童歲帶著些忐忑的心情,試著主動靠近,輕輕地在他的唇上試探著碰了一下,“好一點嗎?”
“嗯,還不夠。”
報著豁出去的心態,童歲用了點力,笨拙地在他的唇上磨蹭,耳朵已經完全紅透了。
他的努力在江華看來更像是不加修飾的撩撥,很可愛,但是想隔靴搔癢,最後忍不住把主動權給搶回來。
連童歲都不明白他們到底是怎麽又滾到一塊去的。
只知道江華接下來的一段時間都似乎很熱衷於此。
直白的索取又或者拐彎抹角地把話題繞回來,最後一步也永遠都相同。
童歲這段時間也幾乎沒怎麽出門。
相比於他們的相對重複的生活,基地的變化可以說是巨大的。
制度改變,負責人更替,最重要的是研究所公布了一項新的研究發現,解決了最棘手的農作物問題。
而這次的報告中特別強調了童歲的名字。
這時,大家才驚覺童歲已經有好久沒有公開露面了。
登門拜訪的人也都被轟了回去。
有人傳童歲是在研究新的項目,閉門不受打擾,然而只有童歲自己知道,這些日子他隻負責做那幾件事,被養胖回來了一圈。
就連系統都有些看不過去說他是不求上進的豬崽。
童歲哼哼了兩聲表示認同。
日子在這樣的波瀾不驚中一天天度過,末世的重建也邁上了正軌。
喪屍的數量大量銳減,清除變異植株,土地開墾,播種收獲。
經過一年又一年的發展,人類能活動的范圍也越來越大,除了空氣質量仍然達不到末世之前,科技水平基本恢復了。
華北基地的人也來來去去換了好幾撥。
童歲時不時還會跟著江華去出任務,但他們始終沒有搬離那間公寓。
漸漸的,他們出任務的頻率從每月到每半年、一年。
後來整天膩在一起。
或許是因為環境的原因,末世的人均年齡只有短短的幾十年,太短了,短的仿佛只有忽然而已。

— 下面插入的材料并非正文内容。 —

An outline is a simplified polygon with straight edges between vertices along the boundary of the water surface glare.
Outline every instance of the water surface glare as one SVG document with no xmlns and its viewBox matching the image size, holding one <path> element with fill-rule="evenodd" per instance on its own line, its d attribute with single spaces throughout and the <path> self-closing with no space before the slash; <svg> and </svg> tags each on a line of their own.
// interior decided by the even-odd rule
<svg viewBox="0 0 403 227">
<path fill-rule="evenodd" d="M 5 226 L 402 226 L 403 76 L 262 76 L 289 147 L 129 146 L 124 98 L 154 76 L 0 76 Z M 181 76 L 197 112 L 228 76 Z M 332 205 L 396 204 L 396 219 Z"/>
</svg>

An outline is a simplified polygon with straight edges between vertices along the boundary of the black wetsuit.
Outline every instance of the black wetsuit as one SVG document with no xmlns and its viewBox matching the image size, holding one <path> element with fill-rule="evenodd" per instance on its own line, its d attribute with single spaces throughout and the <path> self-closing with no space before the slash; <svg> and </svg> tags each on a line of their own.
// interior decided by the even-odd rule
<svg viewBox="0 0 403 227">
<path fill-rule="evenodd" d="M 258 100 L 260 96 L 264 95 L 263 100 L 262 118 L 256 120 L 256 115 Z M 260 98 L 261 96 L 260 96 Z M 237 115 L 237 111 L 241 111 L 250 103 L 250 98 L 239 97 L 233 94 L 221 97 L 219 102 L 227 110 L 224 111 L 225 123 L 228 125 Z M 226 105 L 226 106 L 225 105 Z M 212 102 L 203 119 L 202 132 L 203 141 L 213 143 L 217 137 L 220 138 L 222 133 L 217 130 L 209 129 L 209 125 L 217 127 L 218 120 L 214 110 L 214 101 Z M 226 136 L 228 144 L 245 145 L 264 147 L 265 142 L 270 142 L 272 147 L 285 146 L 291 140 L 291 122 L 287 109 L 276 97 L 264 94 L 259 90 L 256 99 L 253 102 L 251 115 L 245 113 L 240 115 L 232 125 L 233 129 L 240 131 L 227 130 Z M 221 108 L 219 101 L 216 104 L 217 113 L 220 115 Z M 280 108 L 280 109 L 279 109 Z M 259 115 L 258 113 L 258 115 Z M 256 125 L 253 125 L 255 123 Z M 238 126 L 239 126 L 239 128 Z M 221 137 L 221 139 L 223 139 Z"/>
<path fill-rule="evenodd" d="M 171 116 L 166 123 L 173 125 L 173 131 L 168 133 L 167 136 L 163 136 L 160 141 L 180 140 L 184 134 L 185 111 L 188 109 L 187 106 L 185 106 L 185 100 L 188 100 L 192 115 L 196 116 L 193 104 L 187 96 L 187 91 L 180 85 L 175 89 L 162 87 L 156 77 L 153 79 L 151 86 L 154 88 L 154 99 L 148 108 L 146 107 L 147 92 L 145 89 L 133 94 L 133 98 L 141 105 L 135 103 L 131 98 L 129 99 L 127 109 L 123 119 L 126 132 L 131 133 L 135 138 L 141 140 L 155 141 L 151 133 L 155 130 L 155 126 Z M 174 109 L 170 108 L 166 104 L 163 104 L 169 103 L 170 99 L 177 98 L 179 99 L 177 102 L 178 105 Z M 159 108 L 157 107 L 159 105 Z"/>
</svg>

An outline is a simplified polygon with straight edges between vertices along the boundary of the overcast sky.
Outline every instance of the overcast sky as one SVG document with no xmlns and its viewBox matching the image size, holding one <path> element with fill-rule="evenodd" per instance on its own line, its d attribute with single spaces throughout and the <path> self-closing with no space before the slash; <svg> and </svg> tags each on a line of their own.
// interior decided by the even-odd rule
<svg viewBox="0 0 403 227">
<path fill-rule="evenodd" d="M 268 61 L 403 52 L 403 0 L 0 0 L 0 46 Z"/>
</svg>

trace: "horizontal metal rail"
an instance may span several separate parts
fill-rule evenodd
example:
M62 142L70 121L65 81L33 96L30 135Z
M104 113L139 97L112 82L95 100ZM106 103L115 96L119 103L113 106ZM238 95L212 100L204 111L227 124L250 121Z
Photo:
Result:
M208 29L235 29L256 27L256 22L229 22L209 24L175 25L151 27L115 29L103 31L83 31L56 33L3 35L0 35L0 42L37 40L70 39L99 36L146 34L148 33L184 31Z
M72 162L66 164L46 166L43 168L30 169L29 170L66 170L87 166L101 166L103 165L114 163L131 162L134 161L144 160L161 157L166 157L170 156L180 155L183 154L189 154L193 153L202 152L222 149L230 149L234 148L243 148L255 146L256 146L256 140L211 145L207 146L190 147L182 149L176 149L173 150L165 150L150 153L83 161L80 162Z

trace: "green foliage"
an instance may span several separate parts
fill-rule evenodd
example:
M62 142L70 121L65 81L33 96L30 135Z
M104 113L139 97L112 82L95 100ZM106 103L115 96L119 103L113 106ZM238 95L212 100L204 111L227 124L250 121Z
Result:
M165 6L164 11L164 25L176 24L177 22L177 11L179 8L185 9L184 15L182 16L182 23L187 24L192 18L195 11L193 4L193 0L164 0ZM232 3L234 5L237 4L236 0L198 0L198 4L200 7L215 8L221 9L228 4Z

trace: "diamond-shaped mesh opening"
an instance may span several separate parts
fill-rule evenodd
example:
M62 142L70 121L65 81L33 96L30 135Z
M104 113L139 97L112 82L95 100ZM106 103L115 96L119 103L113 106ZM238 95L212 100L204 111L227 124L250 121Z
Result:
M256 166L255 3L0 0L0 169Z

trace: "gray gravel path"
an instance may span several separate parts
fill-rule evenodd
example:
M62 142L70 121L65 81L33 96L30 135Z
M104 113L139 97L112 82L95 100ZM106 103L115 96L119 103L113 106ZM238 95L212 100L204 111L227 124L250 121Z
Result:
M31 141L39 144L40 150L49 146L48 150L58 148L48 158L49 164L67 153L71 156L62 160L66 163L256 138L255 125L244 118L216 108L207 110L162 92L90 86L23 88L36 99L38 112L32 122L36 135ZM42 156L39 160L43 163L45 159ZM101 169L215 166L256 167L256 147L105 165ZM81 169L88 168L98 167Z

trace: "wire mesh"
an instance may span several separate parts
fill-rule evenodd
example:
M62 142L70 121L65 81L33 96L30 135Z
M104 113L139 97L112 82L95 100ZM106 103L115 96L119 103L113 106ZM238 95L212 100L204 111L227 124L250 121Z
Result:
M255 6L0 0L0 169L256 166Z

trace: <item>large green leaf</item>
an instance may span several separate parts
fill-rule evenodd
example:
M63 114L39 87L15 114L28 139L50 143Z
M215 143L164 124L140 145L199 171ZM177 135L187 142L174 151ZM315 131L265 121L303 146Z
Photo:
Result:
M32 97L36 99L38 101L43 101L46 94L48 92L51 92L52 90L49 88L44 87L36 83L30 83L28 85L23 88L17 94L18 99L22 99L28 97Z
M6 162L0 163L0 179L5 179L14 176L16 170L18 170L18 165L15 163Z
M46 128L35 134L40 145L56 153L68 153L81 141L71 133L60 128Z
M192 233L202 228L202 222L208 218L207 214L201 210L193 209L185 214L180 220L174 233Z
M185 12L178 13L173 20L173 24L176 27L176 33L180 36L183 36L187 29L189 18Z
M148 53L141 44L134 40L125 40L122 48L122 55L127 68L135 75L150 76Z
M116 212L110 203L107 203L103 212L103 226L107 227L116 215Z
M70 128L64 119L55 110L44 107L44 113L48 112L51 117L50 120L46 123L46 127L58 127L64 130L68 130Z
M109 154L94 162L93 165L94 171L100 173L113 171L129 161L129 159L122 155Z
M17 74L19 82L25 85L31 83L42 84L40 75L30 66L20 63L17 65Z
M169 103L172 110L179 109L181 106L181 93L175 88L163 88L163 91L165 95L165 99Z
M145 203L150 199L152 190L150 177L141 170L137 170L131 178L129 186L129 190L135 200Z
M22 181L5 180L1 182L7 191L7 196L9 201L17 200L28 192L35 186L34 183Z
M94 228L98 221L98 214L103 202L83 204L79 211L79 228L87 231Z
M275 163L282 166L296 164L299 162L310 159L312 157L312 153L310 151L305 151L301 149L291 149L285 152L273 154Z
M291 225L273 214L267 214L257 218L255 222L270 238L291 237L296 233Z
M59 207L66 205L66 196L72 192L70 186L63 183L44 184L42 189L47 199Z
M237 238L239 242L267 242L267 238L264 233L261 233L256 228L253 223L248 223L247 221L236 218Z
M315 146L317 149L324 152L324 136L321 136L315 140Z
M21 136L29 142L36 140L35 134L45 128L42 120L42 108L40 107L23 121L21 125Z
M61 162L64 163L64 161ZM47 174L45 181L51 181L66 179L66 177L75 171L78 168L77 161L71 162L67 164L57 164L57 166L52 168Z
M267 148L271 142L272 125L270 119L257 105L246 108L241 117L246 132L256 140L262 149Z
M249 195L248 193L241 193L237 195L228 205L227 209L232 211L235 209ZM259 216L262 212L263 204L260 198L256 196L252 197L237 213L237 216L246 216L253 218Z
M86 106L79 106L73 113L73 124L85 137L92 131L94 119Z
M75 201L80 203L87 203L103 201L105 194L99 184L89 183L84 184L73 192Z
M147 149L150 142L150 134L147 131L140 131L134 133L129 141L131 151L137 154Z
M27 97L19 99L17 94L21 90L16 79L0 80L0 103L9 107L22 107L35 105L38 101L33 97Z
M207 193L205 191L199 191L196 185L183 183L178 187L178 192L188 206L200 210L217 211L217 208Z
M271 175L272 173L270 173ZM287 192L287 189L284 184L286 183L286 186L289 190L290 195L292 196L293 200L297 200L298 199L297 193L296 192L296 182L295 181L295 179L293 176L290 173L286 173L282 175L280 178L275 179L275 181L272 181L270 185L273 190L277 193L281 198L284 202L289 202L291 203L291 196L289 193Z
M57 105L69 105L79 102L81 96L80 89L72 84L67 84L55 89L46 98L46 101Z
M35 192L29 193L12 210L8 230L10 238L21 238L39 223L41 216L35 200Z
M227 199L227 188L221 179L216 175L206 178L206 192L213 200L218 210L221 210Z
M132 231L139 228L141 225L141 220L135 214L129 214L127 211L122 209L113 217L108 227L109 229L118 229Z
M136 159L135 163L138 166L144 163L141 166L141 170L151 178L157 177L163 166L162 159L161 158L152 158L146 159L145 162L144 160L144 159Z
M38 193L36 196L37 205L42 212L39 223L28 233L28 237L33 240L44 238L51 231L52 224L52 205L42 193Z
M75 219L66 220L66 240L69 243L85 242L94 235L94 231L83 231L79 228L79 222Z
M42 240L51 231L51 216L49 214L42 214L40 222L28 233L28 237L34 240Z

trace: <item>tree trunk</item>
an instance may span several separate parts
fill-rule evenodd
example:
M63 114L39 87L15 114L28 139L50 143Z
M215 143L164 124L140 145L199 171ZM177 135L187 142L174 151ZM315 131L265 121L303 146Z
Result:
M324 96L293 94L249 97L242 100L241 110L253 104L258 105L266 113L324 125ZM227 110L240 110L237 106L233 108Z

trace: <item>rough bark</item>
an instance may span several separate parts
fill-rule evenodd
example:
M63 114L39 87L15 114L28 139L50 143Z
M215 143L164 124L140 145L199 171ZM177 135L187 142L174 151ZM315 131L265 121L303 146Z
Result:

忽然有一天,江華起得比往常都早,換好了最工整的衣服,坐在床邊重新拿出了那把長刀細細擦拭。
童歲最近也似有所感,睡得很淺,一聽到那細微的聲音也跟著坐起來了。
他身上有系統的加持,雖然外表會老去,但並不會真的感受到身體垂垂老矣的虛弱。
而江華只是這個世界的一部分,他握著刀,比前幾日的狀態好了很多,甚至主動說了好多話。
他的華語已經很標準了,沉沉的述說著:
“如果我走了,就讓它陪著你。”
“我很慶幸回到了這片土地,遇見你,我希望下次的相遇可以再早一些。”
在那時,在他的雙手沾滿鮮血之前,在他成為任務機器之前,用一雙徹底乾淨的手,再次擁抱他的愛人。